Current Research Issues

Over the past 20 years, we have witnessed an exponential growth of border studies, predominantly in Europe and North America. The enlargement of the EU in 2005 brought about a change in the meaning and permeability of the Union's internal and external borders, while 9/11 resulted in putting the meaning of the outer borders of the US into a new geopolitical framework.

In Europe, borders have been an even greater source of discussion since the enlargement of the Schengen space in 2008, which means a larger internally 'borderless' Europe with the new member states enforcing the outer borders of 'fortress Europe'. This has led to critical discussion in the previous member states and needs more research on the new neighborhoods.

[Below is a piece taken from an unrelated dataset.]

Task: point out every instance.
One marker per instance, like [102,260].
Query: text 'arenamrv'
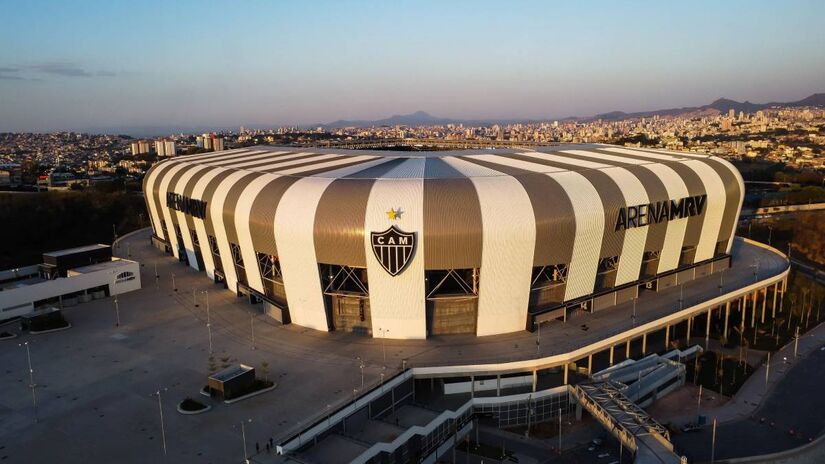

In Africa, borderlands are under tremendous pressure by the great numbers of refugees, who flee as a result of civil war or environmental dangers. Here, not much research has been undertaken yet, so we are in need of a greater understanding of the processes of inclusion and exclusion in borderlands.

Another challenge for borderlands is ongoing climatic and environmental change, which involves the entire planet, regardless of borders. Nevertheless, state responses in the form of regulations will differ along the borders, thus creating substantially different economic environments.

In addition, both the special restrictions and potential advantages of borderlands are being researched. A partial list of research issues includes the constant confrontation between regional and national identities and the subsequent questioning of the nation state and its norms; the level of development as a function of national law, international relations, and asymmetries; borderlands as both lived and perceived spaces; and borderlands as socially and discursively constructed regions.